More recently, Eyerman et al. [2009] proposed a modification to the first-order model simplifying the analysis by examining the impact of miss events at the dispatch rather than issue stage. This formulation is useful in examining scaling relationships between different pipeline parameters and can be used to show that optimal performance is achieved at points where the pipeline depth times the square root of the pipeline width is a constant. The focus on pending hits, prefetching and miss status holding registers in this article is orthogonal. The use of SWAM profiling may capture benefits similar to profiling individual miss intervals.
Some earlier work has investigated the performance impact increasing the number of MSHRs using detailed simulations [Farkas et al. 1995; Belayneh and Kaeli 1996] . The hybrid analytical model that we propose can be used to estimate the performance impact of a limited number of MSHRs without requiring a detailed simulator.

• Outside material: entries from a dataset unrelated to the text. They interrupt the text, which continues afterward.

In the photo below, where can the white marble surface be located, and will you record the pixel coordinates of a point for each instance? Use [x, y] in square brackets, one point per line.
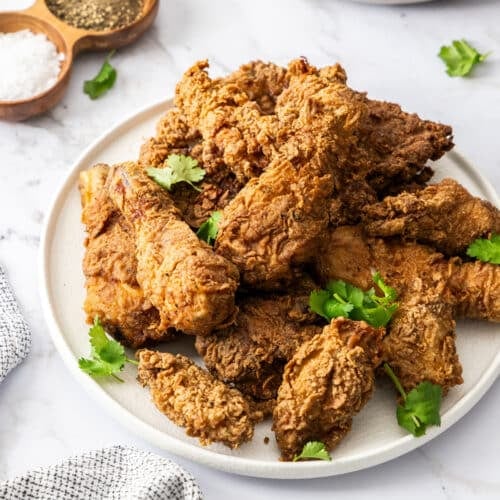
[389, 51]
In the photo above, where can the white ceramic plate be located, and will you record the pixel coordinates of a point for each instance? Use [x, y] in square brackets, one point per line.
[375, 436]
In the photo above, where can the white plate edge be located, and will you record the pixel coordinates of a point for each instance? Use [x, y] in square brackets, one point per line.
[228, 463]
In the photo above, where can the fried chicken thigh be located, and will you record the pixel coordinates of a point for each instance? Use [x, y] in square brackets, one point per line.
[327, 381]
[251, 353]
[192, 287]
[110, 267]
[444, 215]
[194, 399]
[271, 227]
[420, 344]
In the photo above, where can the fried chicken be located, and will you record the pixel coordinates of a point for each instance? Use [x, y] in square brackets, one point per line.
[261, 82]
[251, 353]
[110, 268]
[444, 215]
[272, 225]
[235, 131]
[420, 344]
[194, 399]
[192, 287]
[327, 381]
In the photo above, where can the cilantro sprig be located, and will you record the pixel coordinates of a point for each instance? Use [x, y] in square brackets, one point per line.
[420, 406]
[177, 168]
[486, 250]
[460, 58]
[107, 355]
[343, 299]
[103, 81]
[209, 229]
[313, 450]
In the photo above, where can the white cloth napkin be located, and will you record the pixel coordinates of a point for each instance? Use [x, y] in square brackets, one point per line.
[15, 334]
[120, 472]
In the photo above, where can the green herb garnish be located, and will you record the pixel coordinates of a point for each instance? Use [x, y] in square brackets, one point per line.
[460, 58]
[209, 229]
[103, 81]
[343, 299]
[486, 250]
[108, 356]
[420, 406]
[177, 168]
[313, 450]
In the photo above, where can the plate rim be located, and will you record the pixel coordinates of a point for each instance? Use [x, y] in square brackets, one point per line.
[229, 463]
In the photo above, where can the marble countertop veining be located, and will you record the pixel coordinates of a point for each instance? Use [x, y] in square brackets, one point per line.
[390, 51]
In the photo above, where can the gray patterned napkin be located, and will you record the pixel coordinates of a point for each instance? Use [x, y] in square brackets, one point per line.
[15, 334]
[121, 473]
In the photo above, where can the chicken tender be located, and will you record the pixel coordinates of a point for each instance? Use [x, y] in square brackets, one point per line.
[194, 399]
[110, 268]
[327, 381]
[444, 215]
[192, 288]
[251, 353]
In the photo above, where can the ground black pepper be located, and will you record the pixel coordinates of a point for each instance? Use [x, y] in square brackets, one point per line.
[99, 15]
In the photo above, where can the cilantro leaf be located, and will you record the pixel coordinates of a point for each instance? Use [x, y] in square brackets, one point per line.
[315, 450]
[108, 356]
[486, 250]
[177, 168]
[460, 58]
[420, 406]
[343, 299]
[209, 229]
[102, 82]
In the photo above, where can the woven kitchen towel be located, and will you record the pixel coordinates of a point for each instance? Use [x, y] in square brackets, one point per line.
[15, 334]
[120, 472]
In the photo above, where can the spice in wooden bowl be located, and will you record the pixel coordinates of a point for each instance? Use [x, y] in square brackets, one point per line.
[98, 15]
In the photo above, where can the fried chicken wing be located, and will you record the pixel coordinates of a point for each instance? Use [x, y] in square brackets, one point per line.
[262, 82]
[192, 288]
[444, 215]
[420, 340]
[327, 381]
[110, 268]
[194, 399]
[251, 353]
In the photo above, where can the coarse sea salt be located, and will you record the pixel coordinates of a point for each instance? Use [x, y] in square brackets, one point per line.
[29, 64]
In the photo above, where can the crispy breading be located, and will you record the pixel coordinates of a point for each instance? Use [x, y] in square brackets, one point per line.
[273, 224]
[251, 353]
[327, 381]
[110, 268]
[194, 399]
[420, 340]
[444, 215]
[192, 287]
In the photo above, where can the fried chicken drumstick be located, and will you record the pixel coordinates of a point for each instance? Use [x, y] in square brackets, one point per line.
[420, 343]
[327, 381]
[192, 287]
[110, 267]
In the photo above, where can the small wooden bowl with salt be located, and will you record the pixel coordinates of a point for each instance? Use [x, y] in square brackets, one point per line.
[69, 41]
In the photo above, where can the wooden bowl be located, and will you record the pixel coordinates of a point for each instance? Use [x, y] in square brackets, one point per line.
[69, 41]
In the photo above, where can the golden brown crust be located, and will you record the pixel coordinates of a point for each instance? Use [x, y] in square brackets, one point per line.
[110, 268]
[192, 287]
[327, 381]
[444, 215]
[251, 353]
[197, 401]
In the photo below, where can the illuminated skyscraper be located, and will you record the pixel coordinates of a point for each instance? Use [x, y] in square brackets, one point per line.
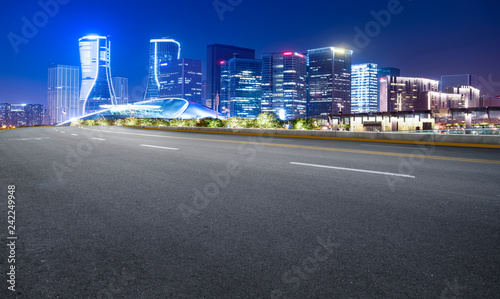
[215, 54]
[120, 86]
[329, 77]
[241, 87]
[284, 84]
[364, 88]
[97, 88]
[182, 79]
[406, 93]
[63, 93]
[160, 51]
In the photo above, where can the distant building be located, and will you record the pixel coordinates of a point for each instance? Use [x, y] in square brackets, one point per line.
[284, 84]
[405, 93]
[456, 97]
[35, 114]
[120, 85]
[241, 87]
[388, 71]
[182, 79]
[21, 115]
[97, 87]
[364, 88]
[329, 80]
[63, 93]
[160, 51]
[4, 114]
[451, 81]
[217, 53]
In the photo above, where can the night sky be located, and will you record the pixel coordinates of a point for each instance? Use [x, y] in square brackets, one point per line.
[425, 39]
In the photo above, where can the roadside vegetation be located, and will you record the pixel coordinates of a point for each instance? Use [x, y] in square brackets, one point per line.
[263, 121]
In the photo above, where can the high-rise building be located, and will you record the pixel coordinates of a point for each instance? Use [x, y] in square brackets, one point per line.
[4, 114]
[329, 81]
[160, 51]
[388, 71]
[217, 53]
[120, 85]
[405, 93]
[451, 81]
[96, 88]
[364, 88]
[241, 87]
[35, 114]
[63, 93]
[284, 84]
[182, 79]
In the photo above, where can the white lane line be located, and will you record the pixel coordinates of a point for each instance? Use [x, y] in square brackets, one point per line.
[24, 139]
[162, 147]
[354, 169]
[405, 147]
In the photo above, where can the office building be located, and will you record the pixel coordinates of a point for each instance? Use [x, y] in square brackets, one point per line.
[388, 71]
[120, 86]
[405, 93]
[364, 88]
[160, 51]
[284, 84]
[241, 87]
[96, 88]
[35, 114]
[63, 93]
[329, 81]
[456, 97]
[182, 79]
[451, 81]
[217, 53]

Concurrent with our work, Eyerman [2008] proposed an approach similar to SWAM described in Section 3.5.1, except that the profile window slides to begin with each successive long latency miss. Reportedly, a pending hit compensation mechanism was used [Esckhout 2008] .
CONCLUSIONS
In this article, several improvements to an existing analytical performance model for superscalar processors are proposed and evaluated. A proposed technique for modeling pending data cache hits reduces error from 39.7% to 29.3% while a technique for selecting the beginning of profile windows reduces error further to 10.7%. Accounting for the impact of program characteristics on the overlap of computation and memory access error reduces error by 33.9% compared to fixed compensation techniques. The basic model can be extended to estimate the performance of a microprocessor when an arbitrary data prefetching method is applied. Moreover, a technique to quantify the impacts of a limited number of MSHRs is proposed. The average error is 13.8% when modeling several prefetching strategies and 9.5% when modeling a limited number of supported outstanding cache misses. This paper also explores the sensitivity of the modeling technique. As memory access latency and instruction window size varies the model achieves correlation coefficient of 0.9983 and 0.9951, respectively. Finally, the large impact of realistic memory access latencies (accounting for DRAM timing and contention) on the data memory access component of CPI is quantified and it is shown that a windowed average of memory latency can significantly reduce error. The later results suggest that future work should explore mechanisms to analytical model the impact of memory controllers on memory access latency.